Brayden’s better. Phew! He still has a bit of a cough, and still has 7 more days of antibiotics and breathing treatments… but he slept through the night last night! Yippee! I am so happy his night went well, because when he sleeps, Mommy sleeps. And when Mommy sleeps, it is just so much easier to function during the day (after, of course, I have my coffee).

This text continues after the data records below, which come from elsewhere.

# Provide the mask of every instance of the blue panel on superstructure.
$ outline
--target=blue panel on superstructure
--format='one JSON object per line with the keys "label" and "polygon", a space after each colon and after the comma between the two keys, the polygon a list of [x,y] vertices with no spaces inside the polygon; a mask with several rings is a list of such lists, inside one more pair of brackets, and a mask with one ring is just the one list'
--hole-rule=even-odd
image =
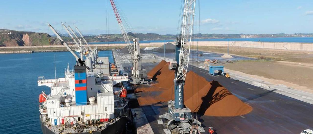
{"label": "blue panel on superstructure", "polygon": [[81,90],[75,91],[76,105],[87,104],[87,91]]}
{"label": "blue panel on superstructure", "polygon": [[[224,66],[210,66],[209,67],[209,74],[215,76],[216,75],[224,75]],[[214,71],[218,70],[218,72],[217,73],[214,73]]]}
{"label": "blue panel on superstructure", "polygon": [[86,86],[86,83],[81,83],[78,84],[75,84],[75,87],[81,87],[82,86]]}
{"label": "blue panel on superstructure", "polygon": [[86,79],[86,73],[75,73],[75,80],[81,80]]}

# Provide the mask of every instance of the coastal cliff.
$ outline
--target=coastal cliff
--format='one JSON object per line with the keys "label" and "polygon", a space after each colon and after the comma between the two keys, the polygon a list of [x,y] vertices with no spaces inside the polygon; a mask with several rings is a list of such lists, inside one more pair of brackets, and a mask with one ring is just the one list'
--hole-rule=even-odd
{"label": "coastal cliff", "polygon": [[47,33],[0,29],[0,46],[60,45],[59,40]]}

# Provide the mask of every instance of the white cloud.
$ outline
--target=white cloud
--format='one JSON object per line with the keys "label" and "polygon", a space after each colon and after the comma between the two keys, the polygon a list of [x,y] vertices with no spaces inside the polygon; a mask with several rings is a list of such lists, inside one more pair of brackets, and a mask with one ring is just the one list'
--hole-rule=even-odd
{"label": "white cloud", "polygon": [[305,15],[313,15],[313,11],[308,11],[305,12]]}
{"label": "white cloud", "polygon": [[223,28],[215,28],[211,29],[211,31],[219,31],[223,29]]}
{"label": "white cloud", "polygon": [[229,31],[229,28],[228,27],[226,27],[225,28],[213,28],[211,29],[211,31]]}
{"label": "white cloud", "polygon": [[219,22],[219,21],[215,19],[208,18],[201,21],[201,23],[203,24],[216,24]]}
{"label": "white cloud", "polygon": [[25,28],[22,25],[18,25],[18,26],[15,27],[15,28],[18,29],[24,29]]}

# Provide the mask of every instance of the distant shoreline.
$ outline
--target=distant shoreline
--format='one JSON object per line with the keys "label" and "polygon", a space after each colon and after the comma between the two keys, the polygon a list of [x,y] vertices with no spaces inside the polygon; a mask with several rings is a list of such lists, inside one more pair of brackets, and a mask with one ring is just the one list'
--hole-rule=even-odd
{"label": "distant shoreline", "polygon": [[[171,42],[152,42],[149,43],[141,43],[140,45],[142,47],[157,47],[163,45],[165,43]],[[268,49],[279,49],[286,50],[313,51],[313,43],[297,42],[258,42],[253,41],[192,41],[191,45],[194,46],[217,46],[240,47]],[[115,44],[99,44],[90,45],[91,47],[97,47],[99,49],[109,50],[115,48],[125,47],[125,43]],[[74,49],[74,47],[73,48]],[[34,52],[56,52],[67,51],[64,46],[44,46],[19,47],[0,47],[0,52],[8,51],[32,51]],[[4,52],[4,53],[8,53]],[[1,53],[0,52],[0,53]]]}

I know when he starts feeling better because something in him switches from being the completely lovey, snuggling, I-just-want-to-sit-with-Mommy boy, to being a little more energetic (both physically and verbally). The last two days have been tough emotionally – for me. I know every child goes through an “I hate you” phase (I’m pretty sure I topped the list for the number of times I said it to my parents), but boy does it sting when it’s your little two-year old, and all you want to do is take care of him and make him better. Probably doesn’t help that there has been huge gaps of necessary sleep in our house (for everyone), and that darn little thing called PMS, but still, it hurts when your child says nasty things to you. Makes you want to cry – which I did.

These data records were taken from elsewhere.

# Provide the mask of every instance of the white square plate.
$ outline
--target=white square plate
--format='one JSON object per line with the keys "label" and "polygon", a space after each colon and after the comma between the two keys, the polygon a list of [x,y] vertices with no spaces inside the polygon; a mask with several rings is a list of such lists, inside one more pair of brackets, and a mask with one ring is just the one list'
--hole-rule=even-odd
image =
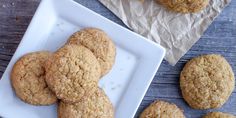
{"label": "white square plate", "polygon": [[165,50],[72,0],[42,0],[0,80],[0,116],[57,117],[56,105],[32,106],[17,98],[10,84],[10,72],[23,54],[39,50],[55,51],[73,32],[83,27],[104,30],[116,44],[115,64],[99,86],[113,103],[116,118],[132,118],[135,115]]}

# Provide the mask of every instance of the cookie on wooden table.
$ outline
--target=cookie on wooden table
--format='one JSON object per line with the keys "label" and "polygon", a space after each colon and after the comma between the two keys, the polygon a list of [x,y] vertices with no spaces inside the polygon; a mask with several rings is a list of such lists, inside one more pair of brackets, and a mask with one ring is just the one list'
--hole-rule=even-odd
{"label": "cookie on wooden table", "polygon": [[59,118],[114,118],[114,109],[103,90],[97,88],[90,97],[75,104],[60,102]]}
{"label": "cookie on wooden table", "polygon": [[111,38],[97,28],[84,28],[75,32],[68,40],[69,44],[80,44],[90,49],[101,65],[101,73],[108,73],[116,56],[116,48]]}
{"label": "cookie on wooden table", "polygon": [[101,76],[93,53],[81,45],[65,45],[46,63],[46,82],[64,102],[74,103],[94,94]]}
{"label": "cookie on wooden table", "polygon": [[32,105],[50,105],[57,98],[45,82],[45,61],[50,52],[33,52],[21,57],[11,72],[11,83],[16,95]]}
{"label": "cookie on wooden table", "polygon": [[217,54],[191,59],[180,75],[182,95],[195,109],[221,107],[233,92],[234,85],[231,66]]}
{"label": "cookie on wooden table", "polygon": [[181,13],[194,13],[204,9],[209,0],[157,0],[168,9]]}
{"label": "cookie on wooden table", "polygon": [[142,112],[140,118],[185,118],[185,116],[175,104],[157,100]]}
{"label": "cookie on wooden table", "polygon": [[203,118],[236,118],[236,116],[223,112],[211,112],[205,115]]}

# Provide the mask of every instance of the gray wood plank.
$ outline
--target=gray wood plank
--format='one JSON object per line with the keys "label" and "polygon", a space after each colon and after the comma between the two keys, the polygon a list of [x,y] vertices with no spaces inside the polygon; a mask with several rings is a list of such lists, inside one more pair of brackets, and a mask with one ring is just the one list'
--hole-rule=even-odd
{"label": "gray wood plank", "polygon": [[[97,0],[75,0],[106,18],[126,27]],[[0,77],[14,54],[40,0],[0,0]],[[187,118],[199,118],[212,110],[191,109],[179,89],[179,74],[192,57],[219,53],[226,57],[236,73],[236,0],[215,19],[202,38],[180,59],[176,66],[163,61],[144,97],[136,117],[156,99],[173,102],[185,111]],[[236,114],[236,90],[219,111]]]}

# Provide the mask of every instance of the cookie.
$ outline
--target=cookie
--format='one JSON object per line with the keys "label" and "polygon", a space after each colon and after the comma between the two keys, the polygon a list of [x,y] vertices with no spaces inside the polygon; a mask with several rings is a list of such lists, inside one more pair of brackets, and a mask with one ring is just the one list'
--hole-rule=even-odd
{"label": "cookie", "polygon": [[211,112],[205,115],[203,118],[236,118],[236,116],[222,112]]}
{"label": "cookie", "polygon": [[116,48],[110,37],[102,30],[85,28],[75,32],[68,40],[68,44],[80,44],[90,49],[101,65],[101,73],[108,73],[116,56]]}
{"label": "cookie", "polygon": [[32,105],[50,105],[57,98],[45,82],[45,61],[50,52],[33,52],[21,57],[13,66],[11,83],[16,95]]}
{"label": "cookie", "polygon": [[141,113],[140,118],[185,118],[185,116],[175,104],[157,100]]}
{"label": "cookie", "polygon": [[191,59],[180,74],[182,95],[195,109],[221,107],[233,92],[234,84],[232,68],[216,54]]}
{"label": "cookie", "polygon": [[195,13],[204,9],[209,0],[157,0],[168,9],[181,13]]}
{"label": "cookie", "polygon": [[59,118],[114,118],[114,109],[104,91],[97,88],[90,97],[84,97],[80,102],[68,104],[60,102]]}
{"label": "cookie", "polygon": [[60,48],[47,61],[45,68],[49,88],[67,103],[94,94],[101,76],[96,57],[81,45]]}

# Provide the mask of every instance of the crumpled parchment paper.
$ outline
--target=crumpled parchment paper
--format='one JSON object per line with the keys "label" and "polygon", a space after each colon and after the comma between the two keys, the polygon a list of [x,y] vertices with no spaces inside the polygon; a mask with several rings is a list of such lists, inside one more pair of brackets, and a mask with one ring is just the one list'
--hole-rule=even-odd
{"label": "crumpled parchment paper", "polygon": [[231,2],[210,0],[198,13],[170,11],[155,0],[99,0],[129,28],[166,49],[165,59],[175,65],[198,41],[207,27]]}

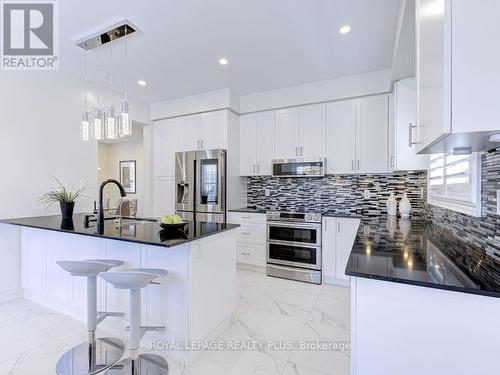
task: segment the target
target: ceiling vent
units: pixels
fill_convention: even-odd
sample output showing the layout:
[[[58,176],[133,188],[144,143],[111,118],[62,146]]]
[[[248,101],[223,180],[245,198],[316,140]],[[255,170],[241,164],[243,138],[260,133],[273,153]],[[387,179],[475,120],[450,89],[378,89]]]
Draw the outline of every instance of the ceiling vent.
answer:
[[[110,26],[104,31],[100,31],[96,34],[92,34],[91,36],[78,40],[76,45],[85,50],[89,50],[133,34],[136,31],[137,27],[135,27],[130,21],[123,20],[113,26]]]

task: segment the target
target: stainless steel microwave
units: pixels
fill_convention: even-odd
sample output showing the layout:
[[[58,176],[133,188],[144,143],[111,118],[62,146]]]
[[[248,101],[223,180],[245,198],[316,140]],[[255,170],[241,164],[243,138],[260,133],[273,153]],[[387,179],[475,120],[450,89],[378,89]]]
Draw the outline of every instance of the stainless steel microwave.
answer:
[[[322,177],[326,159],[275,159],[272,166],[274,177]]]

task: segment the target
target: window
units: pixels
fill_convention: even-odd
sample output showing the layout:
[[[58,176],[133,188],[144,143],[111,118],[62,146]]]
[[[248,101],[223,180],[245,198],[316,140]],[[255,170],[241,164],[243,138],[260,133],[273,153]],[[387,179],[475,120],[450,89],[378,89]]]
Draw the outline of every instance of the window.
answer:
[[[431,155],[428,202],[465,214],[481,215],[481,166],[477,154]]]

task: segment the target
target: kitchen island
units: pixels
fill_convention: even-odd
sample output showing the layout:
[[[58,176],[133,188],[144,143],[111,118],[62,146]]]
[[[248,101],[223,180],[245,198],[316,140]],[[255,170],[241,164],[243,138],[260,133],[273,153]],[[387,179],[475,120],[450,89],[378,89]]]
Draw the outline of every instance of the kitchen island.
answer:
[[[106,220],[102,233],[84,215],[1,220],[21,227],[22,292],[26,299],[86,321],[85,279],[73,277],[59,260],[119,259],[122,268],[163,268],[161,285],[143,290],[143,325],[165,325],[148,332],[145,348],[175,342],[178,347],[217,337],[231,323],[236,306],[236,232],[233,224],[190,222],[184,231],[165,231],[149,219]],[[128,293],[99,280],[98,309],[128,312]],[[100,329],[127,337],[125,318],[107,318]],[[162,354],[162,353],[159,353]],[[191,360],[195,352],[169,353]]]
[[[427,220],[363,217],[351,276],[351,374],[498,372],[500,265]]]

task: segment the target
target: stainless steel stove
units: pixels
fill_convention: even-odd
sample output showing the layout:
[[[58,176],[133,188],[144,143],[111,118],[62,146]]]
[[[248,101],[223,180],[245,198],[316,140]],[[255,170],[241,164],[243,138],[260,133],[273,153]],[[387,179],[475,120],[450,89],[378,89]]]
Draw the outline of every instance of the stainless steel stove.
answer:
[[[321,284],[321,213],[267,213],[268,276]]]

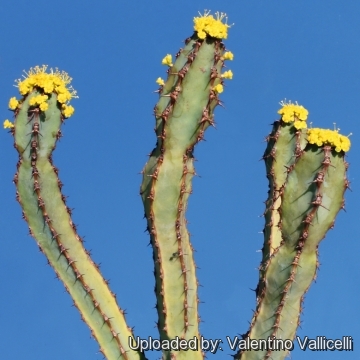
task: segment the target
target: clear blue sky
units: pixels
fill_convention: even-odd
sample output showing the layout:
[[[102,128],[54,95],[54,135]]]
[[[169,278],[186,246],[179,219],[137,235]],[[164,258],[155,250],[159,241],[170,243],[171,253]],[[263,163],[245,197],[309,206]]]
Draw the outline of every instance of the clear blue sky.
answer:
[[[140,337],[158,337],[152,250],[144,233],[141,171],[155,144],[152,109],[160,62],[192,34],[204,8],[235,23],[226,46],[235,54],[216,109],[217,129],[197,146],[187,218],[197,249],[206,338],[248,329],[255,307],[267,180],[264,137],[280,100],[297,100],[314,126],[353,132],[348,161],[353,192],[320,246],[321,268],[306,295],[300,336],[351,335],[354,352],[309,352],[292,359],[359,359],[358,1],[23,1],[0,3],[0,114],[11,116],[14,79],[31,66],[67,71],[80,98],[54,153],[74,222],[101,262],[128,322]],[[21,220],[12,184],[17,153],[0,132],[0,353],[6,360],[101,359],[97,343],[55,280]],[[231,359],[230,349],[209,355]],[[160,353],[147,353],[150,360]]]

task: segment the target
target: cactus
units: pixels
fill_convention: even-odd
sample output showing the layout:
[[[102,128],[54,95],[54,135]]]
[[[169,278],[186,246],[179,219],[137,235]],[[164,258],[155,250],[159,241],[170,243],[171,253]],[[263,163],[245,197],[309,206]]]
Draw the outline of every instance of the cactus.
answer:
[[[230,27],[225,15],[205,12],[194,18],[194,34],[185,40],[173,62],[167,54],[167,79],[158,78],[154,108],[157,143],[142,173],[140,195],[153,247],[158,330],[163,359],[203,359],[199,347],[198,281],[185,212],[192,189],[194,147],[214,126],[214,110],[231,70],[222,39]],[[227,18],[226,18],[227,19]],[[73,115],[76,98],[71,78],[58,69],[36,66],[17,86],[22,97],[11,98],[15,122],[4,128],[14,136],[19,153],[14,183],[16,198],[30,234],[74,300],[82,319],[107,359],[145,359],[124,311],[83,247],[61,193],[62,183],[52,151],[62,136],[62,123]],[[267,137],[265,160],[269,179],[263,258],[256,288],[256,310],[244,340],[294,339],[305,292],[319,266],[317,248],[344,206],[345,152],[348,137],[338,130],[307,129],[307,110],[282,103],[281,118]],[[168,348],[179,339],[197,346]],[[267,346],[240,349],[235,359],[284,359],[287,349]]]

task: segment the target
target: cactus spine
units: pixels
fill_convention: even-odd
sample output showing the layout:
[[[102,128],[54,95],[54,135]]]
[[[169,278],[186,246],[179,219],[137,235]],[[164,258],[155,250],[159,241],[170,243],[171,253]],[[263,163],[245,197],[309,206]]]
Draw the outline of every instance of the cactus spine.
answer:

I am counting on today being a better day. I’ve had my (first) cup of coffee, I’ve showered and washed my hair (mmm, smells like rosemary and mint!), I’ve eaten breakfast, and Brayden has taken all his morning medicines. Toys are precisely scattered on the floor, Mickey Mouse is singing on TV, and hey, I got to sneak away for twenty minutes so I could write this really quick (well, I almost got through this post without having to get up).

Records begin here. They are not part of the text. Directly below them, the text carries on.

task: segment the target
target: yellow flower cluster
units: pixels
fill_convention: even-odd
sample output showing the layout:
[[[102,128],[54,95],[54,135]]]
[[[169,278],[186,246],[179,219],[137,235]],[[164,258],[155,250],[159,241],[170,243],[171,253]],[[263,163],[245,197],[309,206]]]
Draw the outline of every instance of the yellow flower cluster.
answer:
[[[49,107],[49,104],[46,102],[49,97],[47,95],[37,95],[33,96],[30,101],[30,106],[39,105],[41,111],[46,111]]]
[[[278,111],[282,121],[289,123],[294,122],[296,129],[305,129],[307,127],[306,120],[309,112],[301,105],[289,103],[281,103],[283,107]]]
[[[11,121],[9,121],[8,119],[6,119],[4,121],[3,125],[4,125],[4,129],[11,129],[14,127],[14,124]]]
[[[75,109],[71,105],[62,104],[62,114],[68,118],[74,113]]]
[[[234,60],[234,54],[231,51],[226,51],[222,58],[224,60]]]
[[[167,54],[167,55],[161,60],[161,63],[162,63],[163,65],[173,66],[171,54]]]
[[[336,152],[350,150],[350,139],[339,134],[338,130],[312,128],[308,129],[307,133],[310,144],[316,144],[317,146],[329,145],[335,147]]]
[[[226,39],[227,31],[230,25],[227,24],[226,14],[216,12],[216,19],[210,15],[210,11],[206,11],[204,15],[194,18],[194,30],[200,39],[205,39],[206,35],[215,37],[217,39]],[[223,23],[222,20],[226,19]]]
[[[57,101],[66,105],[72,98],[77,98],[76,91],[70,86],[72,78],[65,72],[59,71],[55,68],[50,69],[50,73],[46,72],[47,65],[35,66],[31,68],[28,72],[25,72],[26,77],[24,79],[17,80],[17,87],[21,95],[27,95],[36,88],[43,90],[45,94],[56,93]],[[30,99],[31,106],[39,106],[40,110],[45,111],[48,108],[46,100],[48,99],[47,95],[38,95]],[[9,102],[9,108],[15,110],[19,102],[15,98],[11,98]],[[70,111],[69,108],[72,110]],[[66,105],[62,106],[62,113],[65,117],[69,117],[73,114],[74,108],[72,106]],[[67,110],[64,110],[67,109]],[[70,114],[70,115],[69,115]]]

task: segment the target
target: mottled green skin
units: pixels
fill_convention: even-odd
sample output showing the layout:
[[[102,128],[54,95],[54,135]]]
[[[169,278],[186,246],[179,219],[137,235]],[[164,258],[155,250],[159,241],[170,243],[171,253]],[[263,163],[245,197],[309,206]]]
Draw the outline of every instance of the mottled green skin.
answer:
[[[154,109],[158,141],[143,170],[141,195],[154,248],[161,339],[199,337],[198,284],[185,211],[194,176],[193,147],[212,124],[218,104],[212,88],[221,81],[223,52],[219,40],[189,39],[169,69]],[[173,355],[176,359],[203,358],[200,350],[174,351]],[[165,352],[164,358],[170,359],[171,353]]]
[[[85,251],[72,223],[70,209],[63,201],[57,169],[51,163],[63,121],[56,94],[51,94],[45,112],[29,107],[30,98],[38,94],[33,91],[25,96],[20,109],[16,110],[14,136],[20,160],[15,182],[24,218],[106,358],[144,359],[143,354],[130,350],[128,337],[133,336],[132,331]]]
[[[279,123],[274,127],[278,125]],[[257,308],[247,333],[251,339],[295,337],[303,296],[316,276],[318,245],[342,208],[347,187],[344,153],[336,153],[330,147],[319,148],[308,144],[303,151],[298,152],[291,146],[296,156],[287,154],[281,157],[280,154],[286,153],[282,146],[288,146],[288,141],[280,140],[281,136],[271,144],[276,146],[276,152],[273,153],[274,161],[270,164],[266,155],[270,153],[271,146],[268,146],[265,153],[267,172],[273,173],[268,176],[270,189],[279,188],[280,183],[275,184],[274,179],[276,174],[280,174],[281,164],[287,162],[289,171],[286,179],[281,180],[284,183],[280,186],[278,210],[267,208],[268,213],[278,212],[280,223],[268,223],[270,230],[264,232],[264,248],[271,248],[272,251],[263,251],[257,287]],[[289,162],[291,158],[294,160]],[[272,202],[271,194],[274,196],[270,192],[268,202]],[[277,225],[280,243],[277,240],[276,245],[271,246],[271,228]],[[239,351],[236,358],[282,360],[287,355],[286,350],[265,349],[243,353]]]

I want to say, thanks to my husband for bringing me a wonderfully tasty mini lemon tart (one of my favorite sweet treats), thanks to Zackery for making me feel better two nights ago when all I wanted to do was cry my eyes out, and thanks to my best friend for giving me a card with a giant hershey’s kiss! I accept all your acts of kindness and cheerfulness. πŸ™‚

Parenting is hard. I know that. I believe it’s the hardest when they actually need you the most – like when they’re sick. My boys are great boys, but sometimes they will say or do hurtful things. I know not to take it personally – I just keep having to remind myself. Someday (in a really, really, really long time from now – that will seem to come much too quickly) they will not be so little anymore. So while they are small and young, I will love them big, with all my heart, every single day… even if it makes me cry.